Still, with a litre of caffeine on board and a tail wind at our backs (so no real difference for me), the return trip on our bays out and back started to feel more like a normal ride… I’m not the greatest at being patient, but I did reflect on the fact that in exactly 8 weeks to the day I have gone from scary cake addict looking gimp with zombie eyes back to sort of looking like a cyclist thanks to all the new kit I brought whilst lying around, its amazing what the body can do when given a chance to repair itself:
So, I was the Virgin today… Didn’t really know what I was doing, it felt a bit awkward, the person I was with didn’t get a huge buzz out of it and when I was done I was just pleased it was over so I could go and tell everyone about it… Yup, familiar right? It did reinforce one thing though:
There is a looooong road to travel before June 2015!

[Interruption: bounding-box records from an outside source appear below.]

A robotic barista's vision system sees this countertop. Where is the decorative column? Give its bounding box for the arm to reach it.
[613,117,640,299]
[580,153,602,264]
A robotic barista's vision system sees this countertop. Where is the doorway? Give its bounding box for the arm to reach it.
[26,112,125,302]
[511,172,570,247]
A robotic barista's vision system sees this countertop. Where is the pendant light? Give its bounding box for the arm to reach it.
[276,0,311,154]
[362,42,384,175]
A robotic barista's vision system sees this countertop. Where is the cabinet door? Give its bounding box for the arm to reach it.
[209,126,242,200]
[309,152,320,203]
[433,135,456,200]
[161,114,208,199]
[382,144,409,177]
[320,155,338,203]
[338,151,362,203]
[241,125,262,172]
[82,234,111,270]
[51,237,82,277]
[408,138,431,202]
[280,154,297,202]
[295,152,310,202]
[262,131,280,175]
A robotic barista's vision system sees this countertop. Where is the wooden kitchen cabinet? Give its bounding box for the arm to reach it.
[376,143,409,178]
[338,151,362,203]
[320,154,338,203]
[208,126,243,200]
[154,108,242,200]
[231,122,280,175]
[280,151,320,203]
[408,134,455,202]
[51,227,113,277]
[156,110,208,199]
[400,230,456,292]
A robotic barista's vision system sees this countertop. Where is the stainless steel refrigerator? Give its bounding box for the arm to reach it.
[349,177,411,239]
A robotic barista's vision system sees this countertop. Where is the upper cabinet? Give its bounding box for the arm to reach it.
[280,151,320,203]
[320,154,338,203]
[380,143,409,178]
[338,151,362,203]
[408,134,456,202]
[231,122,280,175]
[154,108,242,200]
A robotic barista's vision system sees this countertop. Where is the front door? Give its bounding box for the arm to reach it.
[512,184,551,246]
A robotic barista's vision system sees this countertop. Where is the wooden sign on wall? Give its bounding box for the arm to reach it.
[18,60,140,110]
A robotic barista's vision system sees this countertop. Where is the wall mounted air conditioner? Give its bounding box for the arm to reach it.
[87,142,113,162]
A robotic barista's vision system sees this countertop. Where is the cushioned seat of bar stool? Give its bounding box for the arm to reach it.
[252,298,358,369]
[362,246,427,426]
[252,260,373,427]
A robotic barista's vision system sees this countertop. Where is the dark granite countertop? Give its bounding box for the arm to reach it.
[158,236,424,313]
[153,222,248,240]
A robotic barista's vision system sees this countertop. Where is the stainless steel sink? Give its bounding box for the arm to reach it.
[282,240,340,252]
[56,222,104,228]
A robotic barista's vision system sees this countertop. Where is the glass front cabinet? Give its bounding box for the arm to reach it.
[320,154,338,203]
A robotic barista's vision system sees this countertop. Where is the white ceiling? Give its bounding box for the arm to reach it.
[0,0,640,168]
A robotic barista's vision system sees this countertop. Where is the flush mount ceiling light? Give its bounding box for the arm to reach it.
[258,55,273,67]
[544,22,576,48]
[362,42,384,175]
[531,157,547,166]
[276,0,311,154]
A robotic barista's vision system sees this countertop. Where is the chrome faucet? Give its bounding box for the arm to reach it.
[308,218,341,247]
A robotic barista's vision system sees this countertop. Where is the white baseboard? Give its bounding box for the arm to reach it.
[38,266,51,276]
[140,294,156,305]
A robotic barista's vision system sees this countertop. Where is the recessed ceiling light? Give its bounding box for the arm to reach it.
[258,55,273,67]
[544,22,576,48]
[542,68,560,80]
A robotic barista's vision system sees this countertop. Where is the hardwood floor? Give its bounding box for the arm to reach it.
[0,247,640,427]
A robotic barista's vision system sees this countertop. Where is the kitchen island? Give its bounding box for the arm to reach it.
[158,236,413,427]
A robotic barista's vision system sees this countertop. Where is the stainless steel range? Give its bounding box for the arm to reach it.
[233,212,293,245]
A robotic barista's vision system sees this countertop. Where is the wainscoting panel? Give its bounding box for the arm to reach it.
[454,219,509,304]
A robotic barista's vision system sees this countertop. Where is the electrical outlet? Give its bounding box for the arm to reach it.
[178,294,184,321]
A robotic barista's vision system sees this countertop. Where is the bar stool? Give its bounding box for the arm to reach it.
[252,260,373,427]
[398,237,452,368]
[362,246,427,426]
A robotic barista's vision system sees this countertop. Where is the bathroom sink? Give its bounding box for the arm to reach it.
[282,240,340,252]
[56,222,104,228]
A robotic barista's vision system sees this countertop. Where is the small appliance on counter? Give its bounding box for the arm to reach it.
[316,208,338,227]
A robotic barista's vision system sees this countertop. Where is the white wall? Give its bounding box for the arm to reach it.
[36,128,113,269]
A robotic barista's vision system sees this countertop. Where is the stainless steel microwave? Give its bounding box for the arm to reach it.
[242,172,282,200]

So what else to do in Welly on a once in a month type day? How about another random first for DN… Off to the TRACK! No, not for the dogs or nags, some rogue Track cycling action. Its not something I can ever see myself doing, but the Rivet Racing crew were out in force, so what better way to kill 18 birds with one stone:
The coolest thing about the Track scene, apart from seeing T Bone in his skinsuit, was the vibe… It was great to be back in an environment where everyone was stoked on riding, no one was bitchy, there was no ex-pat weirdness and everyone was just having a good time. Also got to scratch the classic sausage in bread off the summer list as well:
The racing was fairly intense as well… Having never done track I wouldn’t have a clue, but I could tell it wasn’t all that straight forward with the burn I could see on the faces of people who I know are GOOD riders. Mostly I didn’t have a scooby about what was going on in the races, so just settled for screaming at people at the wrong time and adding to my TB Piemaker porn collection, here he is getting business done for Rivet Racing in the elimination race:
You can imagine my amazement when I found out that fixed gear bikes weren’t just for cunts who move to Asia and try and ride around on them in jeans and lumberjack costumes with no helmets in 34 degree heat! You can actually race them! Although I didn’t quite get my head around this one, no crossing the white line until the whistle blew and then a one lap full gas sprint… Unfortunately for the Bone the whistle blew 1.2 seconds after he had to unclip… OUT:
What… a… fucken… great… DAY! Back on a bike, so basically a functioning Human again, rolling with a good crew and mint weather which made Welly feel more awesome than I know it is 90% of the time, how do you cap it off? Cringe at the Alley Cat’s place eating his pizza and drinking his beer… Summer Lovin is ON!
Today was a reminder of how good the simple things are… Riding your bike and hanging with good people.